Listed Building – Category B
- Official name: County Buildings and former Court House, excluding 4-storey offices and police station adjoining to rear and single storey block to east, St Catherine Street, Cupar
- Designated: 1 February 1972
- Reference no.: LB24160

= County Buildings, Cupar =

County building in Cupar, Scotland

County Buildings is a municipal structure in St Catherine Street in Cupar, Fife, Scotland. The building, which was the meeting place of Fife County Council, is a Category B listed building.

==History==
In the early 19th century, the provost, John Ferguson, proposed that the old tolbooth and an adjacent property, Balgarvie House, be demolished as part of an initiative to create a new street: the south side of the new street would contain various civic buildings including, at the west end, the new burgh chambers and, further to the east, the county buildings and the sheriff court. The new county buildings was designed by Robert Hutchison in the neoclassical style, built in ashlar stone with a stucco finish and was completed in 1817.

The design involved a symmetrical main frontage with nineteen bays facing onto St Catherine Street. The central section of nine bays featured, in the central bay, a doorway flanked by pairs of Doric order columns supporting an entablature and a balcony: on the first floor there was a three-light window divided by Doric order pilasters and surmounted by a Diocletian window. The outer bays of the central block, which slightly projected forward, featured round headed windows on the ground floor, three-light windows separated by Doric order pilasters on the first floor and smaller three-light windows on the second floor. The other bays in the central block as well as the bays in the outer blocks were fenestrated using a regular pattern of sash windows. Internally, the principal rooms were the council chamber on the first floor of the central block and the county courtroom on the first floor of the east block.

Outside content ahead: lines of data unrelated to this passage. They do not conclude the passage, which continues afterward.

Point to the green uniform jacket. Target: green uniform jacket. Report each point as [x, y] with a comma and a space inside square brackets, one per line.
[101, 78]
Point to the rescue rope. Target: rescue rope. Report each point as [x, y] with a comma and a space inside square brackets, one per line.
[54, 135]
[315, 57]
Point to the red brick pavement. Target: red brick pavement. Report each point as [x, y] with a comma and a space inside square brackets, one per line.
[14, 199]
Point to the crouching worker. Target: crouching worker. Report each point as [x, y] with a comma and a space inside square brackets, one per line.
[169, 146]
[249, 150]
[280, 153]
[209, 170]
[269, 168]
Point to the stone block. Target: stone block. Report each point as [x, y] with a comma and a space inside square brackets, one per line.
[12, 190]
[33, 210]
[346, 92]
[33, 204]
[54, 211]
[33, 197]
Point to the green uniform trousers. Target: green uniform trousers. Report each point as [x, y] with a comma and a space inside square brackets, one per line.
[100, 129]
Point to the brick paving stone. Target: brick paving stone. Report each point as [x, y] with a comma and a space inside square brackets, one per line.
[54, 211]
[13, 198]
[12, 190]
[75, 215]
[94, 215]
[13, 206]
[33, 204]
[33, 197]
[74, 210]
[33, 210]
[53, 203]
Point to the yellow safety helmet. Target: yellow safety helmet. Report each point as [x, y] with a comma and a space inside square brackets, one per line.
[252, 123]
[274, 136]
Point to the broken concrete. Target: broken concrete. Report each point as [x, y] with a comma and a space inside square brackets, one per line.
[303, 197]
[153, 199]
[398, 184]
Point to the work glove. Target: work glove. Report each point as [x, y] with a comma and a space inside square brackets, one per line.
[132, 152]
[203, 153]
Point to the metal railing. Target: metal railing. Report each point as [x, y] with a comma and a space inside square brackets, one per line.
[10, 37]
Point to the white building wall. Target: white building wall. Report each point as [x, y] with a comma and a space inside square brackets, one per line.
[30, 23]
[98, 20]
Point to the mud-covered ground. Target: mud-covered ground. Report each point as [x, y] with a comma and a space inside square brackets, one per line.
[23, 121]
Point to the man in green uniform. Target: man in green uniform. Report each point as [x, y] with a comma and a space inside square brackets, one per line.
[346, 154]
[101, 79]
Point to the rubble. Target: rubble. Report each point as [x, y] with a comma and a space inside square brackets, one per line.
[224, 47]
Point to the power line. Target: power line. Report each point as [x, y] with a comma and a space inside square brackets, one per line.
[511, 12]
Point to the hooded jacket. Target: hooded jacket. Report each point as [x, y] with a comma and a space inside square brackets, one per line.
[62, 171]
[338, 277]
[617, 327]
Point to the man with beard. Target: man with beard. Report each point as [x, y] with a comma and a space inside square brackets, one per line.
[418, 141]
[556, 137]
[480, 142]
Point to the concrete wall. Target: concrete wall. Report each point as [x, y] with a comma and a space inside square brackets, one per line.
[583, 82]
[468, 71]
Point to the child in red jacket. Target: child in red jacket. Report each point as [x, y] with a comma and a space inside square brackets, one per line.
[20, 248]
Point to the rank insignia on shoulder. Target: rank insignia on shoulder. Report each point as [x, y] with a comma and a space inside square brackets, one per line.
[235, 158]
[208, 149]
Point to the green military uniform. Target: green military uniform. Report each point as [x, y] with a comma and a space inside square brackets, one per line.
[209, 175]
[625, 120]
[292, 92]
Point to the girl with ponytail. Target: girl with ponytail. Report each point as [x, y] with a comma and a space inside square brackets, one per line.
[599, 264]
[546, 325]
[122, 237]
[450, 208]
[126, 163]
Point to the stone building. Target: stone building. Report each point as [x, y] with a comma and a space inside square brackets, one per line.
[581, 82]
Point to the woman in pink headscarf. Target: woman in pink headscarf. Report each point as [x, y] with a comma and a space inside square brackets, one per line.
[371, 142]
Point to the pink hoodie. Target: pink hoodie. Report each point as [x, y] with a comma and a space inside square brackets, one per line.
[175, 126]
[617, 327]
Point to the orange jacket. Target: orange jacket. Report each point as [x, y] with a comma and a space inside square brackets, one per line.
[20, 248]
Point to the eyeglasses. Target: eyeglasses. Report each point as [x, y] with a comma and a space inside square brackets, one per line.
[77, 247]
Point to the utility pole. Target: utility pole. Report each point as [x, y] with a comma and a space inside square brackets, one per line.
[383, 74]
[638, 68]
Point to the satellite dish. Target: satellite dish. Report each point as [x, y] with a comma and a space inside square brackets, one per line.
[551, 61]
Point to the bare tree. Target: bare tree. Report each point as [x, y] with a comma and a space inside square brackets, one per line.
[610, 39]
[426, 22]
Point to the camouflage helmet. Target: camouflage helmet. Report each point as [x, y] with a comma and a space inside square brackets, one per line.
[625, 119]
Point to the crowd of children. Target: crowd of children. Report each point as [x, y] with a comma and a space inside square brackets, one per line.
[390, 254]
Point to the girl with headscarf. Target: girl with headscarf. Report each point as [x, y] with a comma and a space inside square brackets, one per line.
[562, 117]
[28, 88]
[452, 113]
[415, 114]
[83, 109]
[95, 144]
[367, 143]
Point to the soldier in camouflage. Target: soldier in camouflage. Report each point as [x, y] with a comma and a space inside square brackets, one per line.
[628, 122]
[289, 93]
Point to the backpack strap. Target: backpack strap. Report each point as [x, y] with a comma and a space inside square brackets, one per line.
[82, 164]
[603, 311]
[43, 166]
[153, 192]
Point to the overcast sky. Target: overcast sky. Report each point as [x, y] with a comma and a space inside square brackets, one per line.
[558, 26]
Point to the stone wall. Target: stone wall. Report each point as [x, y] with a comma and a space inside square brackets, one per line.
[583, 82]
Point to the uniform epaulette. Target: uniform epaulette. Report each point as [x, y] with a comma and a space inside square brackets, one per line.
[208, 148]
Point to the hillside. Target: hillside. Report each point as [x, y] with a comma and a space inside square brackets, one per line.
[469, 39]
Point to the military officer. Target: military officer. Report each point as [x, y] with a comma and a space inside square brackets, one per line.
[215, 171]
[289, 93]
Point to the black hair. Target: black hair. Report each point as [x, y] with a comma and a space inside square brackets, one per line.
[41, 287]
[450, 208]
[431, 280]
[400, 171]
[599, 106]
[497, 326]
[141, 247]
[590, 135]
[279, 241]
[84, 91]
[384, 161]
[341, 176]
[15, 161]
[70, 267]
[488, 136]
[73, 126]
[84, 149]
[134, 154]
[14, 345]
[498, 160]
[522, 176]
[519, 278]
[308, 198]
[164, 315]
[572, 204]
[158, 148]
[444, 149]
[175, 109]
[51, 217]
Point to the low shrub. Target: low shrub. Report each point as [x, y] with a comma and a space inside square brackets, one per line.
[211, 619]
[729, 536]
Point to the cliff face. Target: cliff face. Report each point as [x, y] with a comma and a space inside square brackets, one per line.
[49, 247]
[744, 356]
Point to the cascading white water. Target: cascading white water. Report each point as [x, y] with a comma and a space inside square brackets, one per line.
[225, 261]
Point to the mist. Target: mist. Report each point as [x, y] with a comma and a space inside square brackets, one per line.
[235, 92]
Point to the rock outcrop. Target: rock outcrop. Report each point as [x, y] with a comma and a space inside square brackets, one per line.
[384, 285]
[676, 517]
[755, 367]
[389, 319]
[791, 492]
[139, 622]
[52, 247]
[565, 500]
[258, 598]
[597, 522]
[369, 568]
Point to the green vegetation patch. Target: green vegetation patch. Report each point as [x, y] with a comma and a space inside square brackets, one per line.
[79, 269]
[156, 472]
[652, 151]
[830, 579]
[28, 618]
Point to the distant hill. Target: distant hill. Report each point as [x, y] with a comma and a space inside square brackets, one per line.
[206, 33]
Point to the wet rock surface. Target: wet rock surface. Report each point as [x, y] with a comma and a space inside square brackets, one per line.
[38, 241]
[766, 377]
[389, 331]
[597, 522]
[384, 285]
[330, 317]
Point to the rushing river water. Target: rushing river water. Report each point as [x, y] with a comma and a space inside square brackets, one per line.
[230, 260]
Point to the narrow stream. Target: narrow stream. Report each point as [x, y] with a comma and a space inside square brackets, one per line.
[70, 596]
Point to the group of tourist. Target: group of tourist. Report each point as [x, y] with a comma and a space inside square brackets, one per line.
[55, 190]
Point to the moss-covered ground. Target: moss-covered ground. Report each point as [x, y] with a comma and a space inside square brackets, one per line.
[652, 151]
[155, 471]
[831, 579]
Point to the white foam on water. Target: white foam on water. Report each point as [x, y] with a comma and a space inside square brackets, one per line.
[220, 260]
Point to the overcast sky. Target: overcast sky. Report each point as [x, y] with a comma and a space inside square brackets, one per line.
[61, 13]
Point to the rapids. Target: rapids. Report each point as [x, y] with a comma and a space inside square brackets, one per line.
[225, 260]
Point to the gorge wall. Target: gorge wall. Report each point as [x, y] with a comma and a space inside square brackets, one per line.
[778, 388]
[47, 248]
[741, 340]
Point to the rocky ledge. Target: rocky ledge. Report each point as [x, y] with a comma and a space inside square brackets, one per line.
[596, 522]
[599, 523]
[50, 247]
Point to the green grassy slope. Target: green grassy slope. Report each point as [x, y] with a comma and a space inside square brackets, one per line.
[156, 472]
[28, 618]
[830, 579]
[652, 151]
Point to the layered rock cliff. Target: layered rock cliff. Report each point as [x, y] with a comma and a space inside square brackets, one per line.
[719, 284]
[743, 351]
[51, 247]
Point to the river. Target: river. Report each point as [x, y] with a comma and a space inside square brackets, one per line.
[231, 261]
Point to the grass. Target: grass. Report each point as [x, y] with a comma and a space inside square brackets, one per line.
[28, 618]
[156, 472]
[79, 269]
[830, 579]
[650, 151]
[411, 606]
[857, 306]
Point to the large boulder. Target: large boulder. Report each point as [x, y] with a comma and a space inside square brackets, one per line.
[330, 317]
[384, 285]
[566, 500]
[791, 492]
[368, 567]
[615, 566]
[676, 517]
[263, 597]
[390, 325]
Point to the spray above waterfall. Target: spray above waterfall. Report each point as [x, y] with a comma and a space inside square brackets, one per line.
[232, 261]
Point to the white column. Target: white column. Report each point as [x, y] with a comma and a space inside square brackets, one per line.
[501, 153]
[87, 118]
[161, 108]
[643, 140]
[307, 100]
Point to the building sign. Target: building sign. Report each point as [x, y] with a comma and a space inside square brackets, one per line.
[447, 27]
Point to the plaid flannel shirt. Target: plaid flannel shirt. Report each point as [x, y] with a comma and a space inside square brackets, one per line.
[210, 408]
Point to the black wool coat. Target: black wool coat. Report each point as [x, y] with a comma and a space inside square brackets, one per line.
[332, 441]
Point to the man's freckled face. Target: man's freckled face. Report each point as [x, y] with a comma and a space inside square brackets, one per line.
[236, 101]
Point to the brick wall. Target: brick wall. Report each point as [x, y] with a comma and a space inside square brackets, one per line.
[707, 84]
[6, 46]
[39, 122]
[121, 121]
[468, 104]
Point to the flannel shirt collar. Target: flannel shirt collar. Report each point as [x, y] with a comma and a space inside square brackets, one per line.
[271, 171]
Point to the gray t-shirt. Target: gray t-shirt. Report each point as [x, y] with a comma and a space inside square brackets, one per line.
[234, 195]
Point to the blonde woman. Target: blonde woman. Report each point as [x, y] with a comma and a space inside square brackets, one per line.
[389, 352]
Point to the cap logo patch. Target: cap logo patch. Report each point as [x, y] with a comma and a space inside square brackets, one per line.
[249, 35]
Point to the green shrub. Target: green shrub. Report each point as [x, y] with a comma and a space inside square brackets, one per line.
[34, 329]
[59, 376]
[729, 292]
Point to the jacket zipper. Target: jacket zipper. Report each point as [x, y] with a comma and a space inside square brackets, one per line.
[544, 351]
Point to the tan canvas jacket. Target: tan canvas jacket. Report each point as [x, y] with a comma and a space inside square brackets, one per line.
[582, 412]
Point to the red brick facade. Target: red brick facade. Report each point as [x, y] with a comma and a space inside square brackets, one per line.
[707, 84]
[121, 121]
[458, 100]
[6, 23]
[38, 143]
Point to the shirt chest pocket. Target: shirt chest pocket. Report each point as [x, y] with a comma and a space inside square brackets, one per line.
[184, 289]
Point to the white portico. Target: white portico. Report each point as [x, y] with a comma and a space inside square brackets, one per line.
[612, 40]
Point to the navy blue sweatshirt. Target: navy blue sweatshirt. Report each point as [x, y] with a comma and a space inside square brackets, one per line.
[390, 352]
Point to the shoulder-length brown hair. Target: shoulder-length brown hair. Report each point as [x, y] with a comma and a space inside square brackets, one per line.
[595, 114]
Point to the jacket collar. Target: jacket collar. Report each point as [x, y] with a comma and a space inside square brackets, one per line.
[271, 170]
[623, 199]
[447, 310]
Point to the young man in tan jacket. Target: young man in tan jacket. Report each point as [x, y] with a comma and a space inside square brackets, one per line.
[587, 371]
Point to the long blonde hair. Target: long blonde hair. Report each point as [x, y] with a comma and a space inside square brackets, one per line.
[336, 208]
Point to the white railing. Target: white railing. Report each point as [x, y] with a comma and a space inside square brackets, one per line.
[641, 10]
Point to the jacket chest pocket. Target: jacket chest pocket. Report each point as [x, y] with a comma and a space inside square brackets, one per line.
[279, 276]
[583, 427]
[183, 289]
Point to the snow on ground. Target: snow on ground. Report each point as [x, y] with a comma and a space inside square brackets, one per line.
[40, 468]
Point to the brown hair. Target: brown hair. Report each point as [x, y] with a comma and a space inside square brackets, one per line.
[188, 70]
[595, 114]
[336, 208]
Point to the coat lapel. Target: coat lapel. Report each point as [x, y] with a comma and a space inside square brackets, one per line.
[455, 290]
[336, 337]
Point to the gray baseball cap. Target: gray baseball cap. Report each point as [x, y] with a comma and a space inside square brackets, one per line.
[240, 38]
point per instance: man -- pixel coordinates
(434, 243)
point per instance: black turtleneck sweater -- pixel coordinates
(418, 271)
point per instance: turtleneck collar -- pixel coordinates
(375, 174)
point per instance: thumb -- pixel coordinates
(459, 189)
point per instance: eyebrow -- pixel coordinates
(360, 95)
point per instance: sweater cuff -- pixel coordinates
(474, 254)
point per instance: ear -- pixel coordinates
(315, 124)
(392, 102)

For much of the 19th century the complex had been used as the local facility for dispensing justice but, following the implementation of the Local Government (Scotland) Act 1889, which established county councils in every county, it also became the offices of Fife County Council. After the responsibilities of the county council increased, an additional nine-bay block was erected to the east of the existing complex: it was built to a design by Thoms and Wilkie of Dundee in a similar style but without the stucco finish and was completed in 1925.

Following the abolition of the county council in 1975, the building became the offices and meeting place of North East Fife District Council. The building was briefly shared with Fife Regional Council until that council moved to Fife House in Glenrothes later in 1975. North-East Fife District Council was abolished in 1996, when Fife Council became the unitary authority for the area, with its headquarters at Glenrothes. Since then, the county buildings have been Fife Council's customer service centre for the local area.

Works of art in the county buildings include a portrait by John Shackleton of King George II, a portrait by an unknown artist of King George III and a portrait by Allan Ramsay of Queen Charlotte. Paintings of other nobles include a portrait by Henry Raeburn of John Hope, 4th Earl of Hopetoun, a portrait by Francis Grant of James Bruce, 8th Earl of Elgin and a portrait by David Wilkie of Thomas Erskine, 9th Earl of Kellie as well as a portrait by Sir William Llewellyn of Sir Ralph William Anstruther, 6th Baronet.